LeetCode Templates: Heap
Contents
- Heap Overview
- Min Heap
- Max Heap
- Custom Comparators
- Common Patterns
- K-way Merge
- Top K Elements
- Two Heaps
- Dijkstra’s Algorithm
Heap Overview
A heap (priority queue) is a complete binary tree that satisfies the heap property:
- Min Heap: Parent node is always less than or equal to its children
- Max Heap: Parent node is always greater than or equal to its children
Key Operations:
push(x): Insert element - O(log n)pop(): Remove top element - O(log n)top(): Access top element - O(1)empty(): Check if empty - O(1)size(): Get size - O(1)
Use Cases:
- Finding K largest/smallest elements
- Merging K sorted sequences
- Maintaining running median
- Shortest path algorithms (Dijkstra’s)
- Scheduling problems
Min Heap
Min heap keeps the smallest element at the top.
#include <queue>
#include <vector>
// Min heap (smallest element at top) - using greater<>
priority_queue<int, vector<int>, greater<int>> minHeap;
// Min heap using greater<> (C++14+)
priority_queue<int, vector<int>, greater<>> minHeap2;
// Min heap using lambda comparator (decltype required)
auto minCmp = [](int a, int b) { return a > b; };
priority_queue<int, vector<int>, decltype(minCmp)> minHeap3(minCmp);
// Note: decltype is REQUIRED for lambdas because each lambda has a unique type
// You cannot use: priority_queue<int, vector<int>, [](auto& a, auto& b) { return a > b; }> // ❌ Invalid
// Basic operations
minHeap.push(5);
minHeap.push(2);
minHeap.push(8);
minHeap.push(1);
minHeap.top(); // Returns 1 (smallest)
minHeap.pop(); // Removes 1
minHeap.top(); // Returns 2 (next smallest)
Example: Find K Smallest Elements
vector<int> findKSmallest(vector<int>& nums, int k) {
priority_queue<int, vector<int>, greater<int>> minHeap;
for(int num : nums) {
minHeap.push(num);
}
vector<int> result;
for(int i = 0; i < k && !minHeap.empty(); i++) {
result.push_back(minHeap.top());
minHeap.pop();
}
return result;
}
Max Heap
Max heap keeps the largest element at the top (default in C++).
#include <queue>
#include <vector>
// Max heap (largest element at top) - default
priority_queue<int> maxHeap;
// Max heap explicitly using less<> (default comparator)

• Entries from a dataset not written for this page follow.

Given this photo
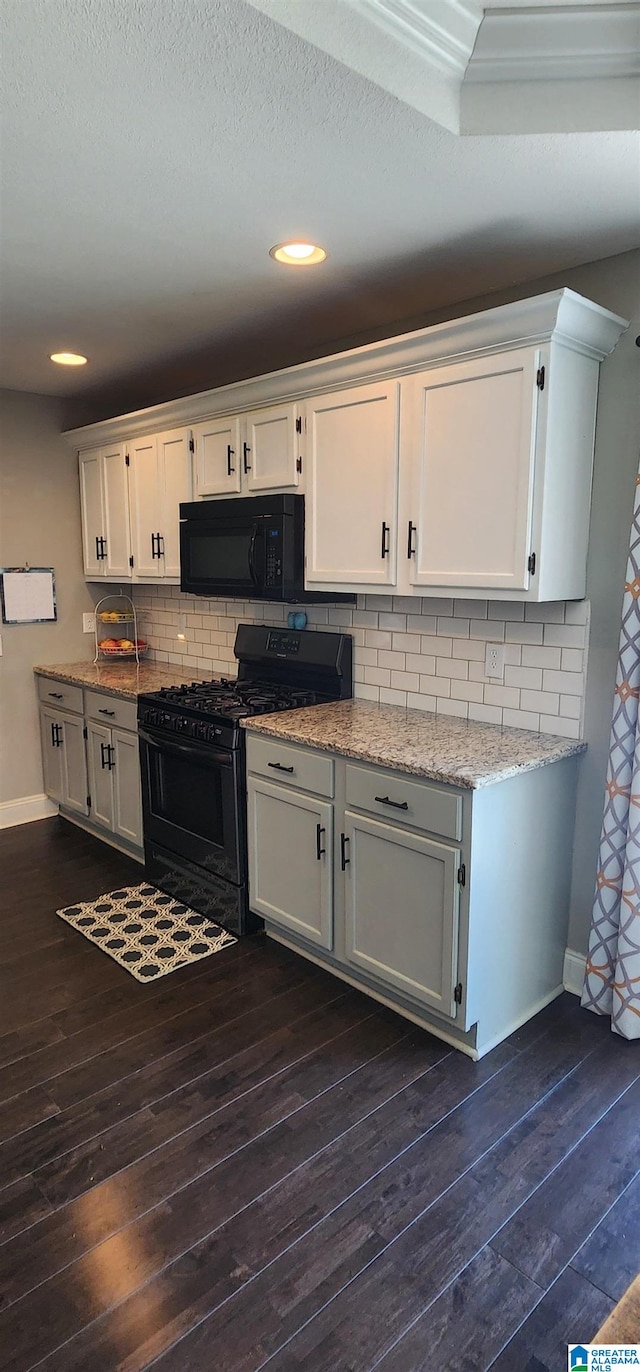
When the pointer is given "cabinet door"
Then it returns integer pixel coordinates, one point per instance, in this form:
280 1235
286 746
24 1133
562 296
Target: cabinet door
217 457
92 512
51 740
290 860
471 456
352 456
401 910
74 764
128 817
100 774
175 465
116 495
146 508
271 447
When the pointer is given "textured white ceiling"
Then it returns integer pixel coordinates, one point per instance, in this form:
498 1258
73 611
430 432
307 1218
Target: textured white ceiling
154 150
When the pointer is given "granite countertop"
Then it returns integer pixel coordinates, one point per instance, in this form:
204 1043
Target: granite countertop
121 678
455 751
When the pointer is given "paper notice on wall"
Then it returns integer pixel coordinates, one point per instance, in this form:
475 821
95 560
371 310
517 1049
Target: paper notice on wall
28 596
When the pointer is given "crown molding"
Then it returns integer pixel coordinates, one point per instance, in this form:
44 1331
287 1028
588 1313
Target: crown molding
463 63
584 41
444 37
562 314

priority_queue<int, vector<int>, less<int>> maxHeap2;
// Max heap using lambda comparator (decltype required)
auto maxCmp = [](int a, int b) { return a < b; };
priority_queue<int, vector<int>, decltype(maxCmp)> maxHeap3(maxCmp);
// Note: decltype is REQUIRED for lambdas because each lambda has a unique type
// You cannot use: priority_queue<int, vector<int>, [](auto& a, auto& b) { return a < b; }> // ❌ Invalid
// Basic operations
maxHeap.push(5);
maxHeap.push(2);
maxHeap.push(8);
maxHeap.push(1);
maxHeap.top(); // Returns 8 (largest)
maxHeap.pop(); // Removes 8
maxHeap.top(); // Returns 5 (next largest)
Example: Find K Largest Elements
vector<int> findKLargest(vector<int>& nums, int k) {
priority_queue<int> maxHeap;
for(int num : nums) {
maxHeap.push(num);
}
vector<int> result;
for(int i = 0; i < k && !maxHeap.empty(); i++) {
result.push_back(maxHeap.top());
maxHeap.pop();
}
return result;
}
Custom Comparators
Using Struct
// Custom comparator for pairs: min heap by second element
struct Compare {
bool operator()(pair<int, int>& a, pair<int, int>& b) {
return a.second > b.second; // Min heap (smaller second element on top)
}
};
priority_queue<pair<int, int>, vector<pair<int, int>>, Compare> pq;
// Example: {value, frequency} - keep element with smallest frequency on top
pq.push({1, 5});
pq.push({2, 3});
pq.push({3, 7});
pq.top(); // Returns {2, 3} (smallest frequency)
// Custom struct with comparator: min heap by cost
struct Node {
int cost;
int id;
};
struct Compare {
bool operator()(const Node& a, const Node& b) {
return a.cost > b.cost; // Min heap (smaller cost on top)
}
};
priority_queue<Node, vector<Node>, Compare> pq;
// Example usage
pq.push({10, 1}); // cost 10, id 1
pq.push({5, 2}); // cost 5, id 2
pq.push({15, 3}); // cost 15, id 3
pq.top(); // Returns {5, 2} (smallest cost)
Using Lambda
// Min heap by distance (for Dijkstra's algorithm)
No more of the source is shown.